By Hanan Azhar
The biggest acquisition of the year in the tech world just occurred a few days ago when Microsoft bought LinkedIn for a whopping $26.2 Billion. With such a hefty price tag, there has been plenty of criticism of the deal and many believe Microsoft trying to enter the social networking industry may backfire. All of this makes sense considering the company’s past tech acquisitions and attempts (anyone remember when they bought Skype?), along with the fact that almost 80% of M&A’s fail to deliver what they initially promise, but this time around, it could actually be different.
There is little operational overlap between the two companies and they are two different entities altogether.
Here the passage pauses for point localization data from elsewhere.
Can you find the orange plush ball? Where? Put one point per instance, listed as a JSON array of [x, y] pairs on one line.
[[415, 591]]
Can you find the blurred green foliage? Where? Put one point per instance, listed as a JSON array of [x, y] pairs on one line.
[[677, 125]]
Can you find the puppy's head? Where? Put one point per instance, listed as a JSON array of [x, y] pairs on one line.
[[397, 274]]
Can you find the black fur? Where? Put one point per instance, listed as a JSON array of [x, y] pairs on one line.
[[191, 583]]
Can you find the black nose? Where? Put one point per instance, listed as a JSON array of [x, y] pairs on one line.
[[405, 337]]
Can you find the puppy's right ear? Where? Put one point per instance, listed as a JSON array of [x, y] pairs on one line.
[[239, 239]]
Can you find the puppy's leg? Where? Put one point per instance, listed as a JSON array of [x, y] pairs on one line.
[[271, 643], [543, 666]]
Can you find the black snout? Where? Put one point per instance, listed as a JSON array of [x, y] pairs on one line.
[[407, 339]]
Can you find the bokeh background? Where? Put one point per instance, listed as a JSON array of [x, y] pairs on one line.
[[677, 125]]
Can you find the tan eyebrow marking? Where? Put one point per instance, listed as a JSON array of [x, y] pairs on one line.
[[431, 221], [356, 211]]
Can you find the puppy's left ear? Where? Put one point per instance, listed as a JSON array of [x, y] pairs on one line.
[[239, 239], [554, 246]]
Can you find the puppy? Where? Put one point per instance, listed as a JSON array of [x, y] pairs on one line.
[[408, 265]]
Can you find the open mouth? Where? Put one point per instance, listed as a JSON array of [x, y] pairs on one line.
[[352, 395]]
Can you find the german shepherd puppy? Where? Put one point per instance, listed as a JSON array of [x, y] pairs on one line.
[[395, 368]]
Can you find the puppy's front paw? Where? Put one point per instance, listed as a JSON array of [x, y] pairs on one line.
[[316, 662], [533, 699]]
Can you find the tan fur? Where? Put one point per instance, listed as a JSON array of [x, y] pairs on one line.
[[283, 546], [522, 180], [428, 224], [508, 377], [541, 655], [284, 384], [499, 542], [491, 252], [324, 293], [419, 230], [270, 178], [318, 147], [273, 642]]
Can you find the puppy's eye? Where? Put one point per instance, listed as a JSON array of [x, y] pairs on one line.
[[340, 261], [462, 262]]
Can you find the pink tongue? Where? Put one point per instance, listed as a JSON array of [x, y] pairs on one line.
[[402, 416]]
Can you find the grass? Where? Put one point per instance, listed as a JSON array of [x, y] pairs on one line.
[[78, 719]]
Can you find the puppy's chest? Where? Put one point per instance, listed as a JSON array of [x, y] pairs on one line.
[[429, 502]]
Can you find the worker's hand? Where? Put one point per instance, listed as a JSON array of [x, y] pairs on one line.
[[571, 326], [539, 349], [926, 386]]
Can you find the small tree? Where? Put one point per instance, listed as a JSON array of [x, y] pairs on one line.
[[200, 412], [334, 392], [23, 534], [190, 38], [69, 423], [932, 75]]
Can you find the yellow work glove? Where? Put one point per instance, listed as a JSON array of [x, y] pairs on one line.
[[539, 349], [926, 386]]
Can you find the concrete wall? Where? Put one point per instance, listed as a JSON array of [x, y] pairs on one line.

Yet, they have complementary, even converging, strategies. This means jobs cuts could be minimal, and that LinkedIn can remain independent inside Microsoft, as WhatsApp and Instagram have been within Facebook. LinkedIn could give Microsoft’s productivity software the social-network piece it’s always lacked, while Office and Outlook could make it easier to keep your LinkedIn profile updated. The core idea is to draw on more data to boost productivity and make both LinkedIn and Microsoft more essential to the workday.
While explaining the deal to his employees, LinkedIn CEO Jeff Weiner wrote, “You might feel a sense of excitement, fear, sadness, or some combination of all of those emotions. Every member of the exec team has experienced the same, but we’ve had months to process.” Only time will tell what the future holds for LinkedIn, but with Microsoft’s resources backing it up, it’s definitely here to stay.